Many people consider hookahs to be safer than other forms of tobacco smoke.
However, experiments performed by health experts over the past few years have produced a different conclusion.
Studies by The World Health Organization, The American Lung Association, as well as many other reputable organizations have determined that smoking hookah is actually more dangerous and unhealthy than smoking cigarettes.
Hookah tobacco contains all the same chemicals as other forms of tobacco, and generally in higher concentrations. It has also been found to contain heavy-metals such as arsenic, cobalt, chromium, cadmium, lead and nickel.
For example, a study by the World Health Organization published in June of last year, found that the average hookah smoker may inhale as much smoke in one session as a cigarette smoker would inhale consuming 100 or more cigarettes.
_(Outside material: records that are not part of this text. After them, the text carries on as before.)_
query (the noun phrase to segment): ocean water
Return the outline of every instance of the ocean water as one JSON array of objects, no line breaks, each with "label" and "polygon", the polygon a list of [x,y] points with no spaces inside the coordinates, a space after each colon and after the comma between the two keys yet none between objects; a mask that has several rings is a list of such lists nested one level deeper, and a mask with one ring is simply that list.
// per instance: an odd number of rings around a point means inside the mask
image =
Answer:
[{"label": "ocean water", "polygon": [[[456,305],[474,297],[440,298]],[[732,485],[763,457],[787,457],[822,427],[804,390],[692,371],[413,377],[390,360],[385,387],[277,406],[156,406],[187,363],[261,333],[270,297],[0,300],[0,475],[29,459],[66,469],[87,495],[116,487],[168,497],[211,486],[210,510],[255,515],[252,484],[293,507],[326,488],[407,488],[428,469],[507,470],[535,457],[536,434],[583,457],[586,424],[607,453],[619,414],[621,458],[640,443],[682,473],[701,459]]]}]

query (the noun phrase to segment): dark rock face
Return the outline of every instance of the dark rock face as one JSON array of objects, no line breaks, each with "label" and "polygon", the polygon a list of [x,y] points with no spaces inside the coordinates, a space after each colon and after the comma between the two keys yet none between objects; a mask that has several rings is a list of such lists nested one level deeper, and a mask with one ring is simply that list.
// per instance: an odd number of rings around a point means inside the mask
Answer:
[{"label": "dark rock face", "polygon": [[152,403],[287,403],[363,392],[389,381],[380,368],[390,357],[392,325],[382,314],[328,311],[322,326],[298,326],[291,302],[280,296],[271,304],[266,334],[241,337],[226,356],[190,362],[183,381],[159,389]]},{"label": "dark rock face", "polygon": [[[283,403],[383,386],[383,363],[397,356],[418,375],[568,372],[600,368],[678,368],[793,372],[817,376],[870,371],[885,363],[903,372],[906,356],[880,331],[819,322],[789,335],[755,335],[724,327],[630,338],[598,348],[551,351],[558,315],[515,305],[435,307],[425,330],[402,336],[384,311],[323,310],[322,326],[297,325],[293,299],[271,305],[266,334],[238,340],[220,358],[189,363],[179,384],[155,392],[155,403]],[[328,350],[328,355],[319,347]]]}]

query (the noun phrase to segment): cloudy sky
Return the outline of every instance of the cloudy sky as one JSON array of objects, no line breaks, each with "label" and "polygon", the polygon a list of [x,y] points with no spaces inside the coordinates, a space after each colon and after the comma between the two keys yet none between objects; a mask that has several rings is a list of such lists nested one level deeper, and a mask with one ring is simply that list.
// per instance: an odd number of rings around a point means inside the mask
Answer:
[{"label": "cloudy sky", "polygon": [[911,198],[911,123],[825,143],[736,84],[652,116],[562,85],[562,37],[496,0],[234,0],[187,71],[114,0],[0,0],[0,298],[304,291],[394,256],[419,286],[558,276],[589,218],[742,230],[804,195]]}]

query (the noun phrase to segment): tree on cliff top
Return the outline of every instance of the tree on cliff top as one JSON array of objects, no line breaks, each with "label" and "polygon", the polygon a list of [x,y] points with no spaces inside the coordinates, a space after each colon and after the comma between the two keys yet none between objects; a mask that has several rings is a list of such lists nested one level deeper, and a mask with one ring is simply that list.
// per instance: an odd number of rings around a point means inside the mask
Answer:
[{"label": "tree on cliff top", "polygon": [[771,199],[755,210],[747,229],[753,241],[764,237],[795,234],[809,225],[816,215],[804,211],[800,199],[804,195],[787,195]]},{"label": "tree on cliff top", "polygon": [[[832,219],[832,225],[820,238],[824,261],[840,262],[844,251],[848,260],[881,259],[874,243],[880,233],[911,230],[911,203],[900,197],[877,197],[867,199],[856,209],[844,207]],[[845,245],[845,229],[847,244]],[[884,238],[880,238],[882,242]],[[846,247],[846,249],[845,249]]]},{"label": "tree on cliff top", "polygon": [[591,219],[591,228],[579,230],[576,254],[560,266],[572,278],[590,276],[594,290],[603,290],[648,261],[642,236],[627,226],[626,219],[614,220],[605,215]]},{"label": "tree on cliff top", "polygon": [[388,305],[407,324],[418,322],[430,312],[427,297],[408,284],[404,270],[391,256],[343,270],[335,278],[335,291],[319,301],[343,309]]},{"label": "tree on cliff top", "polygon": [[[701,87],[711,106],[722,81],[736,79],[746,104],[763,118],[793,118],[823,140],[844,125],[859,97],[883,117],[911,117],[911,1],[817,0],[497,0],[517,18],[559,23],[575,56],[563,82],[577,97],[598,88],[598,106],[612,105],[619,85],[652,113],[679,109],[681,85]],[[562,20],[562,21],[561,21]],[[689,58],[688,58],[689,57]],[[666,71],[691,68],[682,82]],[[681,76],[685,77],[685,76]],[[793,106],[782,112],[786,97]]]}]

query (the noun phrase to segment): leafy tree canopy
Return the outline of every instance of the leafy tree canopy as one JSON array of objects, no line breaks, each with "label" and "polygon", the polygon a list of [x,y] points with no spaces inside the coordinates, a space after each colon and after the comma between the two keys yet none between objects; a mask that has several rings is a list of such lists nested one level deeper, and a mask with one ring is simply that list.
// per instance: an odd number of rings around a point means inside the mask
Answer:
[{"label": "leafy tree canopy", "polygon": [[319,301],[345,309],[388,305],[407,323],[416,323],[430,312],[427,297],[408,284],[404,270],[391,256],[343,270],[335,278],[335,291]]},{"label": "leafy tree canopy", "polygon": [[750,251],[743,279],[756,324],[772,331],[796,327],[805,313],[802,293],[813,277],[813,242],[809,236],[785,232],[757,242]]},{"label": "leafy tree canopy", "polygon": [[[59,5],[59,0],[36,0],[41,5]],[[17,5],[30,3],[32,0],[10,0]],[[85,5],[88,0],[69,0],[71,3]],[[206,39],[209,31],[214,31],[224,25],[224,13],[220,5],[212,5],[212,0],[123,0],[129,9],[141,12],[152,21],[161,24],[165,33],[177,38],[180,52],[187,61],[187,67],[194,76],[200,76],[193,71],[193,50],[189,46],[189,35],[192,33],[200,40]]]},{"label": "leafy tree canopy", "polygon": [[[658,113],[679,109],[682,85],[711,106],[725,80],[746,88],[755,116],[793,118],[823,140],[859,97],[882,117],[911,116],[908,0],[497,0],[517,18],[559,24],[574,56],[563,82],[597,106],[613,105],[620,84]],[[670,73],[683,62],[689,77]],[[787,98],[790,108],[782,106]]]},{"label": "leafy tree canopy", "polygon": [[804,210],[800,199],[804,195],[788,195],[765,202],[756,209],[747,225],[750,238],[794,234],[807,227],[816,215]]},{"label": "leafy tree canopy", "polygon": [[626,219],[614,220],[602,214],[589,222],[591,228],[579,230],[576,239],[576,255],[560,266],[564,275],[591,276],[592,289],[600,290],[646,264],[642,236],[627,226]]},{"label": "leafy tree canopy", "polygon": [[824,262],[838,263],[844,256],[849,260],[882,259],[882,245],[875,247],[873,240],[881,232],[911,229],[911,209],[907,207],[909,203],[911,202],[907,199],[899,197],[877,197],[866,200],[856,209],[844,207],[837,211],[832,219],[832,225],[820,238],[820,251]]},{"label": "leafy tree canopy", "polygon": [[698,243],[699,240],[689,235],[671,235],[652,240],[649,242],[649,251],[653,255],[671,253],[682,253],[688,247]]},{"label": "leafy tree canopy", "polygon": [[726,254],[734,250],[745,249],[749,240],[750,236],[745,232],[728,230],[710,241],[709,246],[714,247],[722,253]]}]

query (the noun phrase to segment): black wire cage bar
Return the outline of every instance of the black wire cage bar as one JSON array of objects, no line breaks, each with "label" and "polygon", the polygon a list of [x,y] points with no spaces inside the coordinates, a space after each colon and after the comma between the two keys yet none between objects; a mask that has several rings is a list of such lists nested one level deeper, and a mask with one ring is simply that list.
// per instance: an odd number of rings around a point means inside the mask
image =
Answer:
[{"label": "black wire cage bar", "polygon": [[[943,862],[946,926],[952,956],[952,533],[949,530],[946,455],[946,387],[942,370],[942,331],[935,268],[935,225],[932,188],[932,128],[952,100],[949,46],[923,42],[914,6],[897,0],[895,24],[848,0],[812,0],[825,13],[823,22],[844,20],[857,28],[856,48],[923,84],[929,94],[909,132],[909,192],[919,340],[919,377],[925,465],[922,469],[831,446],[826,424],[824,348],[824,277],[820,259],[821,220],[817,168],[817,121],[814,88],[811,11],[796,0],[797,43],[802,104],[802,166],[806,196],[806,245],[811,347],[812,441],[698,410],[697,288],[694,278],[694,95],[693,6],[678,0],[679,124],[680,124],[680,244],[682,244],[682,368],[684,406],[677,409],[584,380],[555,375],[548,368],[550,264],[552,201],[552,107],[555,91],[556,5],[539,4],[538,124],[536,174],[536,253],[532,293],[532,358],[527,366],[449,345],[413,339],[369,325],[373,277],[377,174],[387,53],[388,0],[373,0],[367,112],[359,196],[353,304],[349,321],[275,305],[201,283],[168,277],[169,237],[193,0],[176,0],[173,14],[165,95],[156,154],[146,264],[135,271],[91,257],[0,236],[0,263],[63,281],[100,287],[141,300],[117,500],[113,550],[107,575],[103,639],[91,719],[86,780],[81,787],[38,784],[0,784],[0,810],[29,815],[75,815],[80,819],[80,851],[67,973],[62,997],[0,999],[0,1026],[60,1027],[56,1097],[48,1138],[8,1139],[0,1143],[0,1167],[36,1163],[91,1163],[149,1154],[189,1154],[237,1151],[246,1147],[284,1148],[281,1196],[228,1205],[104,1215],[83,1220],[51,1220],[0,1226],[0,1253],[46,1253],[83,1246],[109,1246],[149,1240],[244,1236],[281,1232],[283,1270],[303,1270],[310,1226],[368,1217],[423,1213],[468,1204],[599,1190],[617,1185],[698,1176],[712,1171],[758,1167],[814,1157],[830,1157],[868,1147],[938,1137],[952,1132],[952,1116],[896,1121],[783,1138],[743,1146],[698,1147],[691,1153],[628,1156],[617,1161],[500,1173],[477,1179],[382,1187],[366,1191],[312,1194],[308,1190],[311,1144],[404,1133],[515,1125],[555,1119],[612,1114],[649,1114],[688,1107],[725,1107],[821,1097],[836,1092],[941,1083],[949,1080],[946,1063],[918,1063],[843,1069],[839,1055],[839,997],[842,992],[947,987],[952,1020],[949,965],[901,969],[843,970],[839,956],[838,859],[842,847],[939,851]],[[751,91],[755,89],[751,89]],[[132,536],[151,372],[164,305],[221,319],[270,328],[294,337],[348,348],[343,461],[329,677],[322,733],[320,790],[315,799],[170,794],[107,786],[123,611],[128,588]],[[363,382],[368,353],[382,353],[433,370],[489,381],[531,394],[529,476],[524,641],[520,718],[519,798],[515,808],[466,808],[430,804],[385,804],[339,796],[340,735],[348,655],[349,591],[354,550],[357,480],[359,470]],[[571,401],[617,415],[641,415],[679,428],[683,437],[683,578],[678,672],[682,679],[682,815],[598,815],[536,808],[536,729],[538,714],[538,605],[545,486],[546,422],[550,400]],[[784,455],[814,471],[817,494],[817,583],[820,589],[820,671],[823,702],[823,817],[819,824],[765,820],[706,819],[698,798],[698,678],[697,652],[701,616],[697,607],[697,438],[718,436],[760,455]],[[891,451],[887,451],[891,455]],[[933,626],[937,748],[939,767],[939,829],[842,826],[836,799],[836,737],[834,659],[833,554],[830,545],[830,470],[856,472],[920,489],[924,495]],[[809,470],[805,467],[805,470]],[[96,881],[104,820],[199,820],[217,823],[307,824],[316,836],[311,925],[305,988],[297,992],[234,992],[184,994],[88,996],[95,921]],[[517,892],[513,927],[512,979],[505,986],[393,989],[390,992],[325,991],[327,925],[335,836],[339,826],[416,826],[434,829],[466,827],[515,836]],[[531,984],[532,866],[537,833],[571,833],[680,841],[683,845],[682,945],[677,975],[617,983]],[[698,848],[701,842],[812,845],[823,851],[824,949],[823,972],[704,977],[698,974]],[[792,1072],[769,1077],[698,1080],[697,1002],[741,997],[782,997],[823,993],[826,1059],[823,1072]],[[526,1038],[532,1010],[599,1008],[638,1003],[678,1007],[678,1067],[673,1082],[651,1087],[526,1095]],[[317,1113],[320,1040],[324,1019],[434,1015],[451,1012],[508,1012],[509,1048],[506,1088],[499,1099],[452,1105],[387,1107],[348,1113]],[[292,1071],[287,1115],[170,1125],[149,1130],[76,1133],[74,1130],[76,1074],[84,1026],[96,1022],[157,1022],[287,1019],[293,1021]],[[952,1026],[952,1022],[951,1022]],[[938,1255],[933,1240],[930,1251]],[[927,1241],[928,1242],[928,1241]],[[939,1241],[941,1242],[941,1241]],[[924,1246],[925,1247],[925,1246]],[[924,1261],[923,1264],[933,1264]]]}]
The amount of tar yielded per gram of hookah tobacco is nearly 100 times that produced per gram of cigarette tobacco.
In an article published by the Tobacco-Related Disease Research Program in August of last year, nicotine levels of hookah smokers were measured during the session and for a period after. It was found that to achieve the same levels of nicotine during and after a hookah session, smokers would have to chain-smoke 15 cigarettes.
Second-hand smoke from hookahs poses as great a risk to non-smokers as does cigarette smoke. In fact, according to the WHO study, the charcoal fuel used to burn the tobacco emits carbon monoxide, or CO, which is a deadly gas in large quantities.
Sharing a hookah mouthpiece has also been positively linked to the spread of communicable diseases like hepatitis and tuberculosis, which is not widespread here in the United States, but poses a serious health risk in many other countries.
According to a SDSU study published in 2005, hookah use was suggested to be positively associated with coronary heart disease, as well as lung, oral, and bladder cancers.
The growing rate which teen and college-age people are taking up smoking hookah is alarming to many within the health community. Hookah smoking does not yet have the same bad stigma associated with cigarettes, and the tropical flavors make it enticing to young people.
Health advocates are hoping that these studies as well as others in progress can dissuade people from smoking, however only time will tell if hookahs are here to stay.